I have put the above algorithm, together with some helper functions, into an R package, DataNet. The package also contains a few datasets which can be used for creating test graphs for comparison or playing with parameters.

An example

To install the package, use install.packages with the latest version of the package from my software page (at the time of writing, I just released version 1.0.1).

`install.packages('http://research.rupertoverall.net/resources/datanet/DataNet_1.0.1.tar.gz', repos = NULL)`

And then load the package into the workspace;

`require(Datanet)`

There is an example dataset (expression data for 1000 genes) included in the package.
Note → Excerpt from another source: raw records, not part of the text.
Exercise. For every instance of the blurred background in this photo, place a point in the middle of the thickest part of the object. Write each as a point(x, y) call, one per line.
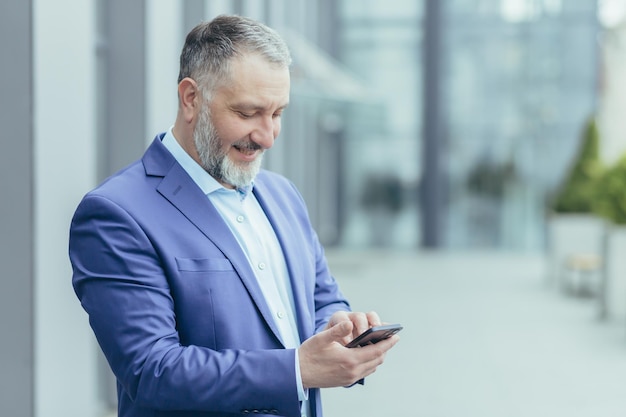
point(416, 129)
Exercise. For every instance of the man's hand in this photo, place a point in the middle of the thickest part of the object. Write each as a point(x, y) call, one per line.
point(326, 362)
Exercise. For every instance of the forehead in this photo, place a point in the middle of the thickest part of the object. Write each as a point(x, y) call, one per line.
point(255, 82)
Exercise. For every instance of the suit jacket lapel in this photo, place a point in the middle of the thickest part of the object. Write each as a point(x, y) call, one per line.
point(290, 249)
point(180, 190)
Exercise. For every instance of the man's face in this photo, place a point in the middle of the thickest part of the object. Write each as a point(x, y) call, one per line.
point(242, 121)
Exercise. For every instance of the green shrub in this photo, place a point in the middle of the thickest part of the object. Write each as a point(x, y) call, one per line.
point(578, 193)
point(611, 193)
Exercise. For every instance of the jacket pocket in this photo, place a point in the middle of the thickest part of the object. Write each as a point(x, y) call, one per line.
point(203, 264)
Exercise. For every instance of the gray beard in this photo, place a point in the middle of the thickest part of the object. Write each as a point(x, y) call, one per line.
point(214, 159)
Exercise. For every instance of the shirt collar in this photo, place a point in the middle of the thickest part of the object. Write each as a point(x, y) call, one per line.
point(206, 182)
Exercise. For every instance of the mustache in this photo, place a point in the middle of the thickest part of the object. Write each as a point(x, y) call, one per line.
point(247, 145)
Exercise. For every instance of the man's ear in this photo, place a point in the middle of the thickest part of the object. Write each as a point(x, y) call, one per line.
point(189, 99)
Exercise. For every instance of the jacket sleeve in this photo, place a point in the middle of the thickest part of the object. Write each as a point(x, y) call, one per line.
point(120, 281)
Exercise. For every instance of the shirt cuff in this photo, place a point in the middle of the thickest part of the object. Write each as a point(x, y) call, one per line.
point(303, 394)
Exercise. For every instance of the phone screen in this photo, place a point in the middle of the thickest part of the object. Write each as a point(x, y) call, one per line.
point(374, 335)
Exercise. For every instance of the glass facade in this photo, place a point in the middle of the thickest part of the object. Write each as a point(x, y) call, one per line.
point(514, 83)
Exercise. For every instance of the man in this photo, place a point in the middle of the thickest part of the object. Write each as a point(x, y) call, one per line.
point(205, 285)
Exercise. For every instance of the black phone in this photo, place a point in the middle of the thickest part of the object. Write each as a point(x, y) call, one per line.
point(374, 335)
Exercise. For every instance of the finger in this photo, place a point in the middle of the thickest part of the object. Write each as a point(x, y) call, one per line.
point(361, 323)
point(340, 331)
point(337, 317)
point(373, 319)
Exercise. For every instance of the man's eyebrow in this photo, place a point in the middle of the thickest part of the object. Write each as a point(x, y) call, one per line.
point(255, 107)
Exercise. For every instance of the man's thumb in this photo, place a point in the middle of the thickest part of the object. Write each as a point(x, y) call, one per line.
point(341, 330)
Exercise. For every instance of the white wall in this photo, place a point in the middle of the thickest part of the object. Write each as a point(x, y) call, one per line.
point(64, 124)
point(164, 40)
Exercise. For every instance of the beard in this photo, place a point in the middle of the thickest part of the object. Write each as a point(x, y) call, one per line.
point(214, 156)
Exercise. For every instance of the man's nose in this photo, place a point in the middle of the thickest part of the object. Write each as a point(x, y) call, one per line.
point(264, 133)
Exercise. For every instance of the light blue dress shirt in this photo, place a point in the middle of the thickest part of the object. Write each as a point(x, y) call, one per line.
point(244, 216)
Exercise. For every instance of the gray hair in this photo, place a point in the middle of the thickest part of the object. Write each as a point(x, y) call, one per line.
point(211, 46)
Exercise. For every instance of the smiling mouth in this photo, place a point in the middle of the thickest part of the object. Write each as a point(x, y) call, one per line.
point(247, 148)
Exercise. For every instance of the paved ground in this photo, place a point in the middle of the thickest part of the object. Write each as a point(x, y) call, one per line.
point(484, 337)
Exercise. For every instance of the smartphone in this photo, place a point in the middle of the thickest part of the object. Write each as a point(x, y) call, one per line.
point(374, 335)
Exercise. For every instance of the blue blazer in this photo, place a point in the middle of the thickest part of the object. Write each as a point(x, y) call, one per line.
point(174, 302)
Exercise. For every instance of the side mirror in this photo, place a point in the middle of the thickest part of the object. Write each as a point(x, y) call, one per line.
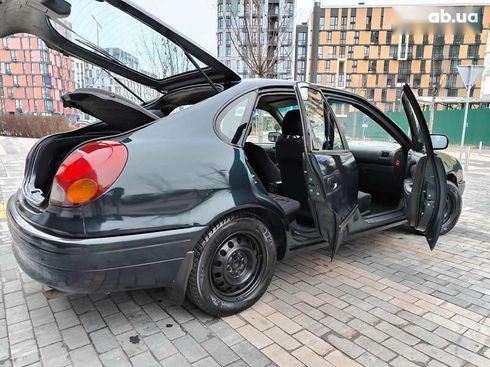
point(439, 142)
point(273, 136)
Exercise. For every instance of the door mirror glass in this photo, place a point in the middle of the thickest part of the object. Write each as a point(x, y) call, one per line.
point(274, 136)
point(439, 142)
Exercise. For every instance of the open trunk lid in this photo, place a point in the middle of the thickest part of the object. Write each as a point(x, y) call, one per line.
point(118, 36)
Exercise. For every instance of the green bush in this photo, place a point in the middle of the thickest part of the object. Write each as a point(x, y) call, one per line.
point(29, 126)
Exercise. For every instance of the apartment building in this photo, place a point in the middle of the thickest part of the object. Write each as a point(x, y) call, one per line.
point(32, 77)
point(301, 52)
point(365, 50)
point(276, 17)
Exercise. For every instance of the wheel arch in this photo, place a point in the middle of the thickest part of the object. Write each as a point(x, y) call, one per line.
point(274, 221)
point(452, 178)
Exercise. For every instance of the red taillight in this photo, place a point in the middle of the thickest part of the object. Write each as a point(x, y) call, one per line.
point(87, 173)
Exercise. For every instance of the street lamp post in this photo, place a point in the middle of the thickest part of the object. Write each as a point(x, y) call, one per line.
point(469, 74)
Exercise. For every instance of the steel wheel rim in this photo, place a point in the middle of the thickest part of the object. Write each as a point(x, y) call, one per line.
point(448, 209)
point(236, 265)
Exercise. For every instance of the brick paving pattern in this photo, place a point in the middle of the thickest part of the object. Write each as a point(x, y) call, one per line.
point(385, 300)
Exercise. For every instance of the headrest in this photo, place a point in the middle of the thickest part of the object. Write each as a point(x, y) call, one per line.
point(291, 124)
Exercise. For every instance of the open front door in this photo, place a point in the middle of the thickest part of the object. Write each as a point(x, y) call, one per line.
point(425, 189)
point(331, 172)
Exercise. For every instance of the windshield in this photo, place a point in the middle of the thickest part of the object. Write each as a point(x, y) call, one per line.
point(116, 35)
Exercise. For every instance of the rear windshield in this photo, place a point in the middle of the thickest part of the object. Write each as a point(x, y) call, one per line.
point(101, 28)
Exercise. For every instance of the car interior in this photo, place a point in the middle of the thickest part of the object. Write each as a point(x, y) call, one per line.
point(278, 164)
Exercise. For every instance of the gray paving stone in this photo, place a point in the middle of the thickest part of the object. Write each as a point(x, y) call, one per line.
point(189, 348)
point(131, 343)
point(47, 334)
point(144, 359)
point(85, 357)
point(160, 346)
point(220, 351)
point(176, 360)
point(55, 355)
point(75, 337)
point(250, 354)
point(115, 358)
point(103, 340)
point(92, 321)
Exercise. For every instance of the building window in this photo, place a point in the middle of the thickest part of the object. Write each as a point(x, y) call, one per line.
point(354, 66)
point(343, 37)
point(458, 38)
point(327, 65)
point(391, 80)
point(372, 66)
point(453, 51)
point(366, 52)
point(383, 94)
point(351, 51)
point(403, 46)
point(342, 51)
point(330, 80)
point(343, 24)
point(473, 51)
point(419, 51)
point(437, 52)
point(302, 39)
point(352, 22)
point(356, 37)
point(416, 81)
point(18, 105)
point(393, 51)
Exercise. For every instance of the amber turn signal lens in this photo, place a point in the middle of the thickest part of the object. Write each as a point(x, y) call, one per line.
point(81, 191)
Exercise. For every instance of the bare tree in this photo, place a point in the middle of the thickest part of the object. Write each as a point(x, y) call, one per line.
point(262, 37)
point(163, 57)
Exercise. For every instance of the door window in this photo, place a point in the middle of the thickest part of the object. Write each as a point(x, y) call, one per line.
point(233, 120)
point(262, 124)
point(324, 133)
point(416, 129)
point(357, 125)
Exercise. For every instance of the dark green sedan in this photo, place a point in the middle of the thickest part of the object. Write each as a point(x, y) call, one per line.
point(203, 187)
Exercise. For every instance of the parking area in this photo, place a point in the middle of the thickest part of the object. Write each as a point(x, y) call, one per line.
point(385, 300)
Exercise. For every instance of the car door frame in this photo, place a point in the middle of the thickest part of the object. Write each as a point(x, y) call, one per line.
point(320, 186)
point(416, 204)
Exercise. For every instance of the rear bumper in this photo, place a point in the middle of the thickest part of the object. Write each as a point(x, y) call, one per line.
point(103, 264)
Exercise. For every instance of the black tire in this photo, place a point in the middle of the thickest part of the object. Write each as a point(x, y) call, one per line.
point(233, 265)
point(453, 208)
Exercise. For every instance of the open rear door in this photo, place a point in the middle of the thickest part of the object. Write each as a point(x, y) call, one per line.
point(331, 171)
point(119, 36)
point(425, 189)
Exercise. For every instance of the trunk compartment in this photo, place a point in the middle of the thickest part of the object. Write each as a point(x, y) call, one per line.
point(47, 155)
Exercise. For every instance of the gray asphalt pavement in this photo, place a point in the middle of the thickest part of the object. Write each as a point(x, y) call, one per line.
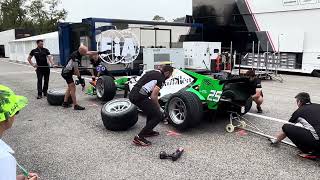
point(63, 144)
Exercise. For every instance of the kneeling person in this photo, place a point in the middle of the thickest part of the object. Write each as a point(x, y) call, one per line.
point(145, 95)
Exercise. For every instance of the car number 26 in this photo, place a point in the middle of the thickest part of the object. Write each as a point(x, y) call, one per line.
point(214, 96)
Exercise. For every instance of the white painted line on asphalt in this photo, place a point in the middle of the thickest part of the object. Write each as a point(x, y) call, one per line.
point(268, 118)
point(29, 66)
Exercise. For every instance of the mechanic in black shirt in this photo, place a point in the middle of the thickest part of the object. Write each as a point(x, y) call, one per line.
point(304, 127)
point(70, 69)
point(42, 55)
point(145, 96)
point(256, 84)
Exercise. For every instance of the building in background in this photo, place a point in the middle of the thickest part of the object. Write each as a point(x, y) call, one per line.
point(10, 35)
point(264, 27)
point(20, 49)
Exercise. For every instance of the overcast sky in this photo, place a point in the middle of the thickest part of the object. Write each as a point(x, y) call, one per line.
point(126, 9)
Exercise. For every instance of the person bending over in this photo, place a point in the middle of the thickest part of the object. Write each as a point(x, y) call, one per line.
point(145, 95)
point(70, 69)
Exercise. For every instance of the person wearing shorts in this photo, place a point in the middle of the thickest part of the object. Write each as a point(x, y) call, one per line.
point(145, 96)
point(70, 69)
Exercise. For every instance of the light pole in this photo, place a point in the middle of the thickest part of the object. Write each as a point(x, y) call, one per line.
point(279, 54)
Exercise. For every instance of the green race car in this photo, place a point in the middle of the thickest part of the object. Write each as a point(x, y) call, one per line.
point(185, 97)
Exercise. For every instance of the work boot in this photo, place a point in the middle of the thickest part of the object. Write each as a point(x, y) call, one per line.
point(141, 141)
point(311, 156)
point(151, 134)
point(66, 105)
point(77, 107)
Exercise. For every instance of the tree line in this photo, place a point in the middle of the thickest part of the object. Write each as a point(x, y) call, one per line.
point(36, 15)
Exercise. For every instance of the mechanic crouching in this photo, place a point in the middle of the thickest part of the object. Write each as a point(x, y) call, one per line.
point(145, 96)
point(304, 129)
point(70, 69)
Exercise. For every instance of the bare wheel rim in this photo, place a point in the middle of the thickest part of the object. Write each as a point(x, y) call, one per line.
point(118, 106)
point(100, 88)
point(177, 110)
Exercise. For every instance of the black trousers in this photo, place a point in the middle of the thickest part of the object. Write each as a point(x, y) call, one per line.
point(302, 138)
point(43, 74)
point(150, 108)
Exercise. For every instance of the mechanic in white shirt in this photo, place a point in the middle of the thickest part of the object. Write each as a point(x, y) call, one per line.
point(10, 105)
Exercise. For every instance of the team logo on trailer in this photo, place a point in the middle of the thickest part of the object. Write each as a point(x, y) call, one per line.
point(119, 46)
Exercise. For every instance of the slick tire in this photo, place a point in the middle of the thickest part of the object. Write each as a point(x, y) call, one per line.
point(184, 110)
point(119, 114)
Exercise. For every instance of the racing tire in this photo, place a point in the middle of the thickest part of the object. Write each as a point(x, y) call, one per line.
point(106, 88)
point(55, 97)
point(184, 110)
point(119, 115)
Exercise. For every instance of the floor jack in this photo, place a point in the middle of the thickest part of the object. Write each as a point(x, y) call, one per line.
point(237, 121)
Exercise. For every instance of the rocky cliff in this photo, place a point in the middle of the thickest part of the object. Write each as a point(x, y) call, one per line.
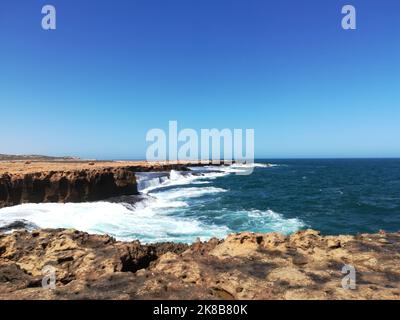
point(69, 186)
point(77, 185)
point(304, 265)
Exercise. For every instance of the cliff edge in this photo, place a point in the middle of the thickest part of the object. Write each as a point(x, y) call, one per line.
point(304, 265)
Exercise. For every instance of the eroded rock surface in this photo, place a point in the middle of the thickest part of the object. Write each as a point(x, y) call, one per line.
point(304, 265)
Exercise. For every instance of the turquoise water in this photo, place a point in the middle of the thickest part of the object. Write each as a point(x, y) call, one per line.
point(333, 196)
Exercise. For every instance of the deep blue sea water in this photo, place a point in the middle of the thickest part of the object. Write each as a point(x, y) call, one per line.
point(333, 196)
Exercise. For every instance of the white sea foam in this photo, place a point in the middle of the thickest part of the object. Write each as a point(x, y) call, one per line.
point(160, 216)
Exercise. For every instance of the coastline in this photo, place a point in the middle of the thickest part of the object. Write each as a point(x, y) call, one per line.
point(75, 181)
point(304, 265)
point(245, 265)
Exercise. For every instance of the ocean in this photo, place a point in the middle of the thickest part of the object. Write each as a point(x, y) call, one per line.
point(341, 196)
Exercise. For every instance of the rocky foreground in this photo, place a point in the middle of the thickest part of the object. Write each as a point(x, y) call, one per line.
point(304, 265)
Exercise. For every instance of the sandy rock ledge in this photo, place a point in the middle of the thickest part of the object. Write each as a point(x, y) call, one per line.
point(304, 265)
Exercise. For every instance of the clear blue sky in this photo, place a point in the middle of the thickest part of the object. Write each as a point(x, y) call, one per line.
point(114, 69)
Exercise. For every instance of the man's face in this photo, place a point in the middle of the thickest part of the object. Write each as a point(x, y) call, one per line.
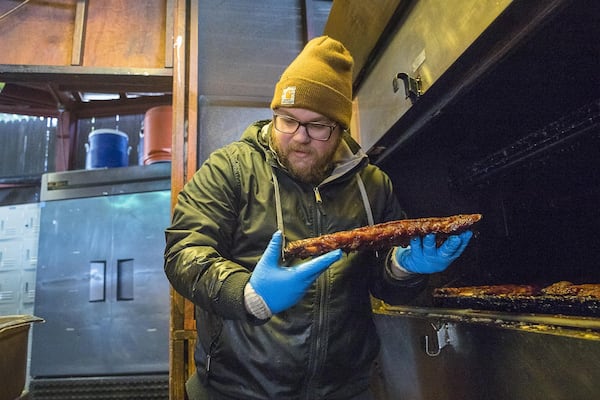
point(307, 159)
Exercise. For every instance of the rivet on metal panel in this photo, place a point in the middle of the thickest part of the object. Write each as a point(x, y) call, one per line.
point(443, 339)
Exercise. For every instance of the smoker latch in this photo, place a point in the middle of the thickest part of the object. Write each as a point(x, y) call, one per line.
point(412, 86)
point(443, 338)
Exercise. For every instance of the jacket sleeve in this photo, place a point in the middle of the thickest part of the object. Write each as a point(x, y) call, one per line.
point(198, 242)
point(383, 285)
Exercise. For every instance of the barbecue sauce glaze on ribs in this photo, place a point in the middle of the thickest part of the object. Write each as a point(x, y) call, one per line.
point(381, 236)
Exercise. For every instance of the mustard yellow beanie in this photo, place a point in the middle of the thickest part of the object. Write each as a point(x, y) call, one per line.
point(319, 79)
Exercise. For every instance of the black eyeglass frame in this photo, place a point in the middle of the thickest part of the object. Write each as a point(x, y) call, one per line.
point(306, 126)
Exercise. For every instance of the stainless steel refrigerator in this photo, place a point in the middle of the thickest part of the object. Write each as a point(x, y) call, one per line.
point(100, 285)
We now load this and create a distance matrix from it (just the Pearson correlation matrix converted into distances, so that vertices/genes with high positive correlations are drawn closer to each other).

```
data(hipExpr)
network = cor(hipExpr, method="pearson", use="pairwise.complete.obs")
distance.matrix = as.distance(network)
# Convert to edge list
edge.list = as.edge.list(distance.matrix, 0.4)
```

We can now actually run the layout. This code will perform 100 iterations.

```
# Set the seed for the random number generator
set.seed(1)
# Calculate coordinates
coordinates = fast.force.layout(edge.list, iterations = 100)
```

Then the resulting coordinates can be used to plot the graph. The edges are plotted in order of their distance, so that edges with the shortest distances (strongest correlations) are plotted on top. This helps highlight the most informative structure in the graph.

```
# Plot graph
draw.stick.graph(edge.list, coordinates)
```

###### Layout of the network at different thresholds. From left to right, distance thresholds are 0.6, 0.5 and 0.4 (corresponding to correlations above 0.4, 0.5 and 0.6 respectively).

The default colour scheme ranges from red (distance of 0 / correlation of 1) through yellow to white (distance of 1 / correlation of 0 or negative correlation).

Just for fun, I have also created a movie of the graph converging on its layout. I have run 1000 iterations for this, but it can be seen that the layout reaches a stable state after around 500 iterations.